ÉPOCA – Na Itália, o juiz de instrução não trouxe rapidez na punição dos crimes?
Livianu – É importante frisar que lá o juiz de instrução tem de ser um magistrado. Juízes e promotores também ingressam juntos na carreira. Um promotor pode se tornar juiz e vice-versa. Não há esta interferência do Executivo no Judiciário como esta PEC quer. Realmente, é um modelo que dá certo em muitos países da Europa. Oferece um trâmite mais eficiente na instrução criminal, com uma única fase presidida pelo juiz de instrução. É diferente do que existe hoje aqui no Brasil, em que, a polícia, em parceria com o Ministério Público, investiga. Depois, oferece-se a denúncia. Recebida, aí, começa a fase judicial.

ÉPOCA – Caso a PEC prospere, o delegado não passaria a integrar o Judiciário ao ser tornar juiz de instrução? Portanto, ele não se tornaria independente do poder Executivo?
Livianu – Transferir uma pessoa de poder numa canetada é uma aberração. Deve-se passar em concurso e mostrar qualificação para ingressar na magistratura. Esta PEC permite aquilo que é o sonho do Executivo em qualquer lugar do mundo: controlar também as investigações.

ÉPOCA – A Lava Jato, entre outras operações, não mostra uma autonomia, na prática, das polícias estaduais e da Polícia Federal?
Livianu – Olha, eu louvo a importância da polícia e acho que tem de ocorrer parceria, mas cada um no seu quadrado. Até porque o Ministério Público não precisa de uma investigação policial para denunciar alguém. Um exemplo é o famoso caso do esquadrão da morte na ditadura. Lá quem matava era a própria polícia. Se o Helio Bicudo (promotor paulista) não tivesse investigado e denunciado, mesmo sem investigação policial, não ocorreria a punição dos culpados.

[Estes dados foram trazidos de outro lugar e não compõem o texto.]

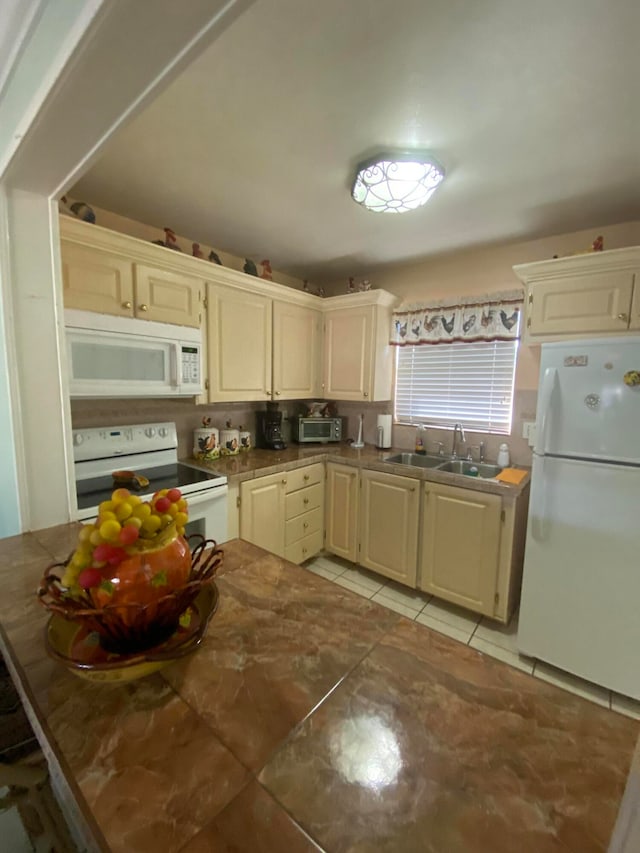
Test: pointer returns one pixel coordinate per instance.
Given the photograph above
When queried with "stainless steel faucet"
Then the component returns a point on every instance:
(457, 429)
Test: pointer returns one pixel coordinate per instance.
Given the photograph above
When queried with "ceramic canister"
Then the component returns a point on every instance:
(229, 441)
(206, 443)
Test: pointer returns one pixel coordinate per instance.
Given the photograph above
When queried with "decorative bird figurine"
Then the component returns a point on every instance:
(469, 323)
(170, 240)
(448, 324)
(509, 322)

ÉPOCA – Por falar em autonomia do MP e do MPF, ela é comprometida pelo atual modelo de nomeação dos procuradores-gerais de Justiça dos Estados e o da República?
Livianu –
 Acho que o modelo de nomeação precisa mudar. Hoje, os governadores e o presidente podem escolher em uma canetada no fundo do gabinete o procurador-geral de Justiça dos Estados ou da República. O mais complicado é que são justamente eles que têm a atribuição fiscalizá-los. Três anos atrás, por exemplo, o governador Geraldo Alckmin nomeou, em São Paulo, o derrotado na lista tríplice. Não é plausível que o Executivo tenha tanto poder. Defendo uma reforma política do Ministério Público. Um dos principais itens, inclusive, é a forma de escolha dos procuradores-gerais de Justiça.

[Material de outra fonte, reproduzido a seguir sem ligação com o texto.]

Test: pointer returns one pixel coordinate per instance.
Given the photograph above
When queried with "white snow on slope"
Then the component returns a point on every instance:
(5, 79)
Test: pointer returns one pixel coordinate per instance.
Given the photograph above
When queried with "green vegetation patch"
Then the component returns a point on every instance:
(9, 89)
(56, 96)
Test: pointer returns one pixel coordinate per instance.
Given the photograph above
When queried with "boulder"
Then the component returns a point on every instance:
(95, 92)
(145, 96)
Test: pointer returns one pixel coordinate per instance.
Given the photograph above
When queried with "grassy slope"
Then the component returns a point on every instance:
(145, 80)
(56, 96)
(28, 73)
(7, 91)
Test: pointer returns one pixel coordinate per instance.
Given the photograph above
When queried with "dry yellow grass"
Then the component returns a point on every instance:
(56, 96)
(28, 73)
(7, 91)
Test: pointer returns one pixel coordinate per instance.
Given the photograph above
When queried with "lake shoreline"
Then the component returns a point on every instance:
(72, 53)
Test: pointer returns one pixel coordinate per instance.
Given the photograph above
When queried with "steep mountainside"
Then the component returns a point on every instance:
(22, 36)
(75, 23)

ÉPOCA – Qual é o modelo de escolha que o senhor defende?
Livianu –
 A categoria faria uma eleição com voto uninominal facultativo. O mais votado seria sabatinado pelo poder Legislativo. Submeter o mais votado a uma sabatina pública no parlamento é democrático e transparente. Defendo um único mandato de três anos sem recondução consecutiva. Além disto, defendo que todos os Estados permitam também que promotores e não apenas procuradores de Justiça possam concorrem ao cargo de procurador-geral de Justiça. O mesmo sistema poder ser utilizado em nível federal para a escolha do Procurador-Geral da República.

ÉPOCA – A promoção ao cargo de procurador de Justiça segue critérios como a antiguidade e o merecimento. Liberar qualquer promotor a concorrer ao posto de procurador-geral de Justiça não possibilitaria a chegada ao cargo máximo do Ministério Público de, por exemplo, alguém recém-ingresso ou sem experiência?
Livianu –
 Tem de se exigir uma maturidade institucional. Teria de possuir um tempo de carreira mínimo, que poderia ser de dez anos, e uma idade mínima de 35 anos. Mas não tem sentido que um promotor experiente e com uma carreira brilhante, muitas vezes, se aposente sem nunca ter podido concorrer ao cargo de procurador-geral de Justiça. A liberação da candidatura de promotores traz benefícios para a instituição. Amplia o leque e democratiza.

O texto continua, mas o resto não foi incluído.